Les frontières entre l'histoire et la légende s'estompent très vite quand on remonte dans le temps. Parmi les personnages bibliques ci-dessus, Salomon est le seul dont l'existence soit documentée par des sources autres que l'Ancien Testament (lequel a été écrit au 6ème siècle avant notre ère, c'est-à-dire entre 400 et 1400 ans après les "événements" cités plus haut). Et comme le fait remarquer l'historien danois Niels Peter Lemche à propos du mythe de Moïse, "la Bible a autant de rapport avec la réalité historique de l'Antiquité que le roman Ivanhoé de Walter Scott en a avec l'histoire de l'Angleterre médiévale".
Même sans trop se pencher sur le caractère mythique du patriarche Abraham, on constate qu'il faut une certaine audace pour faire remonter jusqu'à lui l'existence d'une "nation juive", puisqu'on nous dit, en effet, qu'il venait de Chaldée* (un pays aujourd'hui appelé l'Irak), et qu'il est à la fois l'ancêtre des Arabes (par Ismaël) et celui des Juifs (par Isaac).
* Pour les extrémistes israéliens de 2002, le "fait" que le patriarche chaldéen ait "conclu un pacte avec Dieu" et qu'il soit venu s'installer dans une région qui est aujourd'hui la ville d'Hébron, constitue un indéniable titre de propriété. Les 130.000 Palestiniens arabes qui habitent cette ville des territoires occupés, devraient donc céder la place aux 400 colons juifs déjà présents et à tous ceux qui suivront. Lire les détails. Sharon et son armée s'emploient à réaliser ce projet d'inspiration divine pour bien marquer qu'Abraham leur appartient en exclusivité et que les musulmans n'ont pas à venir prier sur le tombeau de celui qu'ils appellent Ibrahim.

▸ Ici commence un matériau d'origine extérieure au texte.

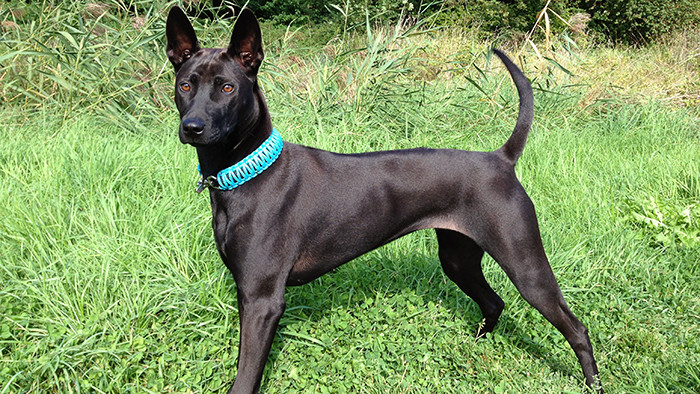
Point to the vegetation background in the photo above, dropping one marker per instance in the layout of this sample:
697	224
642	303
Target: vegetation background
109	280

Déjà, en 1994, le tueur juif Baruch Goldstein avait massacré trente Arabes qui refusaient de comprendre ce saint principe.
Depuis quand les Juifs sont-ils un peuple distinct des autres peuples dont ils sont issus ? Bonne question, à laquelle il est malheureusement impossible de répondre... Admettons, pour simplifier, que 1200 avant J.C. soit une date historiquement acceptable pour marquer le début de la présence juive en Palestine. Les Juifs ont donc passé 13 siècles dans la région (au milieu d'autres peuples), avant d'en être chassés par les Romains entre 70 après J.C. (règne de Titus) et 135 (règne d'Hadrien) - par les Romains, répétons-le, et non par les Arabes, qui n'y étaient pas encore puisqu'ils sont arrivés au 7ème siècle.
Par conséquent, on nous dit qu'un peuple qui a habité un territoire durant 13 siècles, puis été absent de celui-ci (contraint et forcé) pendant 18 siècles, possède des droits ancestraux que n'a pas un autre peuple qui habite ce même territoire de manière ininterrompue depuis 14 siècles. Ces "droits ancestraux", ajoute-t-on, sont fondés sur un "don" fait par Dieu à son peuple "élu"... Pareille "argumentation" pourrait prêter à sourire, si le contexte n'était pas si tragique.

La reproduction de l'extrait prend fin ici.